"1ª Lei: Um robô não pode ferir um ser humano ou, por inação, permitir que um ser humano sofra algum mal.
2ª Lei: Um robô deve obedecer às ordens que lhe sejam dadas por seres humanos exceto nos casos em que tais ordens entrem em conflito com a Primeira Lei.
3ª Lei: Um robô deve proteger sua própria existência desde que tal proteção não entre em conflito com a Primeira ou Segunda Leis."

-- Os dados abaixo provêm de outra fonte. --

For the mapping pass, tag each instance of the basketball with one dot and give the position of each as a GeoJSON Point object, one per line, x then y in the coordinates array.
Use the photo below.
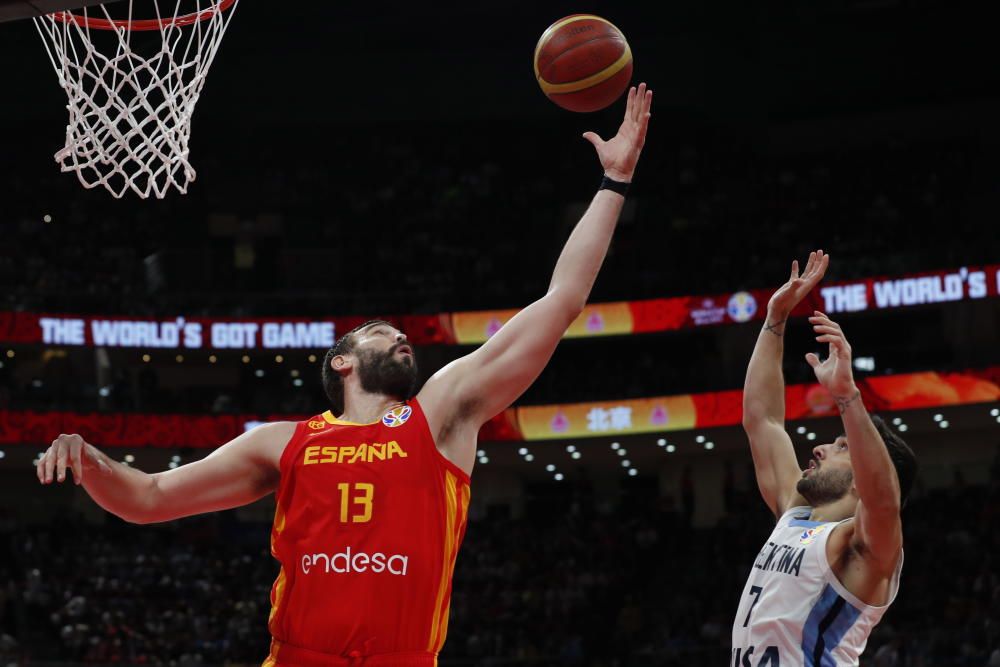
{"type": "Point", "coordinates": [583, 63]}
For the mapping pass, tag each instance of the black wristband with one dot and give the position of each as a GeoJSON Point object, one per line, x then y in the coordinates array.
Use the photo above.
{"type": "Point", "coordinates": [615, 186]}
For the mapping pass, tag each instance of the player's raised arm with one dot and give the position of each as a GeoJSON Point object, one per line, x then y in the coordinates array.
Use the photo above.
{"type": "Point", "coordinates": [764, 392]}
{"type": "Point", "coordinates": [878, 528]}
{"type": "Point", "coordinates": [483, 383]}
{"type": "Point", "coordinates": [239, 472]}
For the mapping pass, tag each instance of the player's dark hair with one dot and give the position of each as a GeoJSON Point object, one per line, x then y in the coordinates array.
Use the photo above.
{"type": "Point", "coordinates": [903, 458]}
{"type": "Point", "coordinates": [333, 384]}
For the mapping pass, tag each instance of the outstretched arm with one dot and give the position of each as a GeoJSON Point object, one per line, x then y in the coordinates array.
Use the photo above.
{"type": "Point", "coordinates": [764, 393]}
{"type": "Point", "coordinates": [471, 390]}
{"type": "Point", "coordinates": [878, 527]}
{"type": "Point", "coordinates": [238, 473]}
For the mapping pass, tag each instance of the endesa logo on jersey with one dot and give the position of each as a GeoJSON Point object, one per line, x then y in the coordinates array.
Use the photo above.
{"type": "Point", "coordinates": [397, 416]}
{"type": "Point", "coordinates": [348, 562]}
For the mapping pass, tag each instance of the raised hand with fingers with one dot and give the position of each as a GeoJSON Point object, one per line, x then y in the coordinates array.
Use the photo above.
{"type": "Point", "coordinates": [73, 452]}
{"type": "Point", "coordinates": [792, 292]}
{"type": "Point", "coordinates": [620, 154]}
{"type": "Point", "coordinates": [835, 373]}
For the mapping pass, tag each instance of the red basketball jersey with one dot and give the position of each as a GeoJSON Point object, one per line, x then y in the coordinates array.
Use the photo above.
{"type": "Point", "coordinates": [368, 524]}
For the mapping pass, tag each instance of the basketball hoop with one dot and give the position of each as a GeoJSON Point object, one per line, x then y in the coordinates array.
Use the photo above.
{"type": "Point", "coordinates": [130, 112]}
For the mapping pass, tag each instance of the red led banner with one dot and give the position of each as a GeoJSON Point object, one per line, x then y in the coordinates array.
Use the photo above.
{"type": "Point", "coordinates": [548, 422]}
{"type": "Point", "coordinates": [472, 328]}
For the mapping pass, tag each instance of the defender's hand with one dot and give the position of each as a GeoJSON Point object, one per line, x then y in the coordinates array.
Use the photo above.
{"type": "Point", "coordinates": [788, 295]}
{"type": "Point", "coordinates": [835, 374]}
{"type": "Point", "coordinates": [619, 154]}
{"type": "Point", "coordinates": [73, 452]}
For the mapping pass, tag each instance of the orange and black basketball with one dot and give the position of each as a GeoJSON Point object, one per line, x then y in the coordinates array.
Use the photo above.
{"type": "Point", "coordinates": [583, 63]}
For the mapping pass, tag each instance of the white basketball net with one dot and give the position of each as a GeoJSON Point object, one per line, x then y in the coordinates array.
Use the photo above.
{"type": "Point", "coordinates": [129, 112]}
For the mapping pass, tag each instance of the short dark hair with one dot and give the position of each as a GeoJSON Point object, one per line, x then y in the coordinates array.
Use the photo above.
{"type": "Point", "coordinates": [903, 458]}
{"type": "Point", "coordinates": [333, 384]}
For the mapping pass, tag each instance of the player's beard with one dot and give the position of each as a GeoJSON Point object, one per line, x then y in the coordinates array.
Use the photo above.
{"type": "Point", "coordinates": [822, 487]}
{"type": "Point", "coordinates": [387, 374]}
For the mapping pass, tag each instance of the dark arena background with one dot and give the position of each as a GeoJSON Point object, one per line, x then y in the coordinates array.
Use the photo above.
{"type": "Point", "coordinates": [399, 160]}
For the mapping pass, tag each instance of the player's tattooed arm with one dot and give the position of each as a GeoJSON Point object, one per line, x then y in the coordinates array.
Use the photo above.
{"type": "Point", "coordinates": [764, 392]}
{"type": "Point", "coordinates": [469, 391]}
{"type": "Point", "coordinates": [235, 474]}
{"type": "Point", "coordinates": [878, 526]}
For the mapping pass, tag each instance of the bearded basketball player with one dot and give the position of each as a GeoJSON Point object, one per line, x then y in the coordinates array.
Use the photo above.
{"type": "Point", "coordinates": [372, 494]}
{"type": "Point", "coordinates": [830, 568]}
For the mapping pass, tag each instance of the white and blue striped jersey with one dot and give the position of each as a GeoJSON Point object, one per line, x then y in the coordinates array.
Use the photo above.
{"type": "Point", "coordinates": [794, 611]}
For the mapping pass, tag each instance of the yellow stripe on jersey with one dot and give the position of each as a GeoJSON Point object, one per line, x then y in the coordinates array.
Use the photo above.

A.R.I.D., um sistema computadorizado no controle de uma roupa espacial, joga estas regras janela abaixo em The Fall para proteger seu usuário. E os resultados são tão inesperados e emocionantes quanto qualquer obra do escritor estadunidense.
Você, Robô
Pouco é contado ao jogador sobre onde estamos e para onde vamos. Há a leve impressão que estamos em um futuro distante, com máquinas e homens dominando o espaço e colonizando planetas a torto e direito. A aventura começa com uma pessoa sendo arremessada sabe-se-lá-de-onde dos céus, direto para dentro de uma caverna em um planeta hostil.A falta de informações só dá mais sabor na deliciosa sopa que o jogo então nos prende pelas próximas horas. Horas que, apesar de serem poucas, podem se estender devido aos difíceis quebra-cabeças a se resolver. O ambiente é de um platformer 2D, mas todos os detalhes quebram a terceira dimensão e se misturam ao mundo nebuloso e horripilante onde A.R.I.D. e seu protegido desabaram.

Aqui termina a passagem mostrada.